Unfortunately, I delayed just that little bit too long. The dragon kept ignoring us, in its frenzy to gobble the redhead. But the redhead himself didn't. The next thing we knew, from out of nowhere came some sort of grotesque cart drawn by two enormous goats. Spivey was guiding it, with Watters already aboard. The carpenter jumped in and took the reins. Then, sent the preposterous contrivance right at us.
Drawing the dragon after him, naturally, thank you very much. But before the dragon could strike again, the cart swept up and the redhead curtly ordered us aboard.
"I think we'll be going our own way, now," said Sheila, quite reasonably. "That thing looks more dangerous than a London minicab."
"Which syllable in 'conscript' don't you understand?" snarled the redhead. He hefted the hammer. "Get in, I said—with or without your heads attached."
Put that way . . .
We got in and the carpenter sent the cart racing off, just in time to avoid another dragon strike.
I looked back.

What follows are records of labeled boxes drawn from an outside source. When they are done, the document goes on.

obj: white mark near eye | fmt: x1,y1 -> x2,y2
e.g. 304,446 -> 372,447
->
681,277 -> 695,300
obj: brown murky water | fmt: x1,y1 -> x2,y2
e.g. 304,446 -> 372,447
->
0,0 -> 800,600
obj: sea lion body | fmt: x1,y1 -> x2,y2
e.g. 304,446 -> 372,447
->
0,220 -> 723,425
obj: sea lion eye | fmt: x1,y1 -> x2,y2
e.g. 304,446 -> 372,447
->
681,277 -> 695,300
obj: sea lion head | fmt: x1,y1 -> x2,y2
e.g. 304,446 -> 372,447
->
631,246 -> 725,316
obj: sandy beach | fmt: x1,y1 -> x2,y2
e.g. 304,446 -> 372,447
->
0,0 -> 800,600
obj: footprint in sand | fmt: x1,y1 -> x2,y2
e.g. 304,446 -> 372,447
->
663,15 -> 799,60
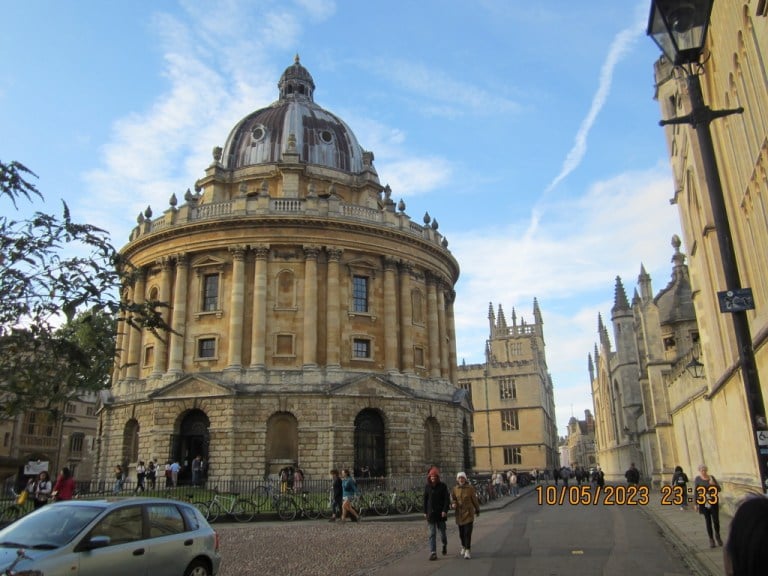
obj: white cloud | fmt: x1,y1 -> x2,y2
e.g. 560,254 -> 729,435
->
451,166 -> 679,426
365,60 -> 521,117
544,9 -> 645,195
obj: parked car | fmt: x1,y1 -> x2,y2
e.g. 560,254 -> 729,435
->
0,498 -> 221,576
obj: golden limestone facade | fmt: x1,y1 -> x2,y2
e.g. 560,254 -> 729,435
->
593,0 -> 768,508
100,57 -> 471,480
656,0 -> 768,503
458,300 -> 558,472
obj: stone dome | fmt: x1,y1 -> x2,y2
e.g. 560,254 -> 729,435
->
222,55 -> 363,174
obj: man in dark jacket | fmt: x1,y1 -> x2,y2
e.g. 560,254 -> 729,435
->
424,466 -> 451,560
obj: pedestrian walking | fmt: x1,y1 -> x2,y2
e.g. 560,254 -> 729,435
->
693,464 -> 723,548
329,468 -> 344,522
29,470 -> 53,510
424,466 -> 451,560
341,468 -> 360,522
192,454 -> 203,486
624,462 -> 640,486
147,458 -> 157,490
133,460 -> 147,492
723,494 -> 768,576
672,466 -> 688,510
450,472 -> 480,560
112,464 -> 125,494
51,466 -> 75,502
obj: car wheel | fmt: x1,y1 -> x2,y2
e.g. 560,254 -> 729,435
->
184,560 -> 211,576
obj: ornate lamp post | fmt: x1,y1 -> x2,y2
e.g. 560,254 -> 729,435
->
648,0 -> 768,492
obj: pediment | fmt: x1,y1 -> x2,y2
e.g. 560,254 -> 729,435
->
331,375 -> 413,398
149,376 -> 235,399
192,254 -> 227,268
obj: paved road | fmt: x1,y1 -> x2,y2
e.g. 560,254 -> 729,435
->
357,495 -> 691,576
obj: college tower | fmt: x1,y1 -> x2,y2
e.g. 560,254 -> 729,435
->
100,56 -> 471,480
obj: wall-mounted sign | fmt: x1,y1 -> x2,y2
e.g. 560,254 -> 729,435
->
717,288 -> 755,313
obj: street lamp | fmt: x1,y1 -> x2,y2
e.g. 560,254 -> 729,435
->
648,0 -> 768,492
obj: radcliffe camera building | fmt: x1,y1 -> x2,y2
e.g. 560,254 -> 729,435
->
99,57 -> 472,480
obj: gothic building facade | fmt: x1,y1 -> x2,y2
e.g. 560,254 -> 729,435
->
99,56 -> 472,480
655,0 -> 768,502
458,300 -> 558,472
588,236 -> 702,486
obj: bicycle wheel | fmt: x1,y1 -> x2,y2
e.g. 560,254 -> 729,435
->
192,502 -> 211,521
0,504 -> 21,522
232,499 -> 256,522
371,492 -> 389,516
395,493 -> 412,514
208,500 -> 224,522
275,496 -> 296,520
251,486 -> 270,514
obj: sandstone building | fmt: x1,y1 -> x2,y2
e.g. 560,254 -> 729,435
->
589,236 -> 703,486
458,300 -> 558,472
656,0 -> 768,502
99,56 -> 471,480
591,0 -> 768,508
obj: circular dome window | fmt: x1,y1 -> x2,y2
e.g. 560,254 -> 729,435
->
251,124 -> 267,142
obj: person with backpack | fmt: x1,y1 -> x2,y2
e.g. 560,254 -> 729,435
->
424,466 -> 451,560
341,468 -> 360,522
672,466 -> 688,510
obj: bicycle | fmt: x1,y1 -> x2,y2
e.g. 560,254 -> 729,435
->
193,489 -> 256,522
277,492 -> 321,520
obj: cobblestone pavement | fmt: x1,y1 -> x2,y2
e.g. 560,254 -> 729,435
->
210,486 -> 730,576
216,520 -> 436,576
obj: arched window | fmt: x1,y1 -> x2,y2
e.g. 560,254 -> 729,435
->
266,412 -> 299,474
424,416 -> 442,466
122,418 -> 139,463
355,408 -> 387,476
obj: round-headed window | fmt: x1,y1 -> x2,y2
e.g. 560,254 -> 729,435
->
251,124 -> 267,142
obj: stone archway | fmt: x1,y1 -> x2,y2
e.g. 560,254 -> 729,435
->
170,409 -> 211,484
354,408 -> 387,476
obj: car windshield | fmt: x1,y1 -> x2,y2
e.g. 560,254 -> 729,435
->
0,503 -> 104,550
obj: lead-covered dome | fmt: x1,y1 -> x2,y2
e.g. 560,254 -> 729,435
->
222,55 -> 363,173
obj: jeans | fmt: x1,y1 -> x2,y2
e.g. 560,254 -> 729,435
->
427,520 -> 448,552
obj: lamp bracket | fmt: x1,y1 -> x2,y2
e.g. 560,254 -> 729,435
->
659,106 -> 744,128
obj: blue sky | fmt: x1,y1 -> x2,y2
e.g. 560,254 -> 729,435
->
0,0 -> 679,433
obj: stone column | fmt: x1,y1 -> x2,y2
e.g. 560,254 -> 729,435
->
251,246 -> 269,368
425,272 -> 440,378
304,247 -> 319,367
126,269 -> 147,380
384,258 -> 397,372
112,288 -> 130,386
325,248 -> 342,367
437,280 -> 450,378
445,290 -> 458,385
226,246 -> 245,370
151,258 -> 171,378
400,262 -> 413,373
168,254 -> 189,376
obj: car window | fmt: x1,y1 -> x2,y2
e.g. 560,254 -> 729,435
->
91,506 -> 143,545
147,504 -> 184,538
181,506 -> 202,530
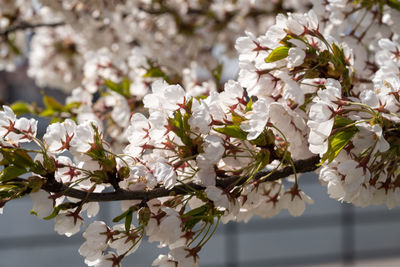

The monster was huge. The rest of its body—Lord only knows how long it was, all told—was still in the waters of the Pacific. Only the first two or three hundred feet was visible, as the great serpent reared up to make another strike.
Our best chance, of course, was to race inland. But the lunatic redhead was driving the cart right down the beach, along the edge of the Pacific. A small part of my rapidly-sobering mind noted that the volleyball players and spectators and the various sunbathers still didn't seem to be noticing anything amiss, such as a giant snake trying to eat a cart drawn by giant goats.
"We should go that way!" I shouted, pointing toward downtown Los Angeles, not visible somewhere in the pollution but clearly many miles from the ocean.
"No point in that," said Dryck, shaking his head. Somewhere in the excitement, his turban had started coming loose, but he didn't seem aware of the fact. "L.A.'s only thirty miles wide or so. And after that it's just desert, perfect territory for the snake."
Sheila stared at him. "But . . . would it actually follow us that far?
"
"Who said anything about 'follow?'" said Spivey grimly. "The damn thing's long enough to encircle the world. It'd just keep stretching. No, our only hope—and there it is!"
His finger pointed ahead of us and a bit off to the side. Looking, we saw that a weird shimmering rainbow was taking shape. Impossible, of course. The atmospheric conditions weren't right—and I'd now sobered up enough to make the theory of alcohol-induced delirium sadly tenuous.
Impossible or not, there it was—and the next thing Rowen and I knew, the cart was racing up the steep incline.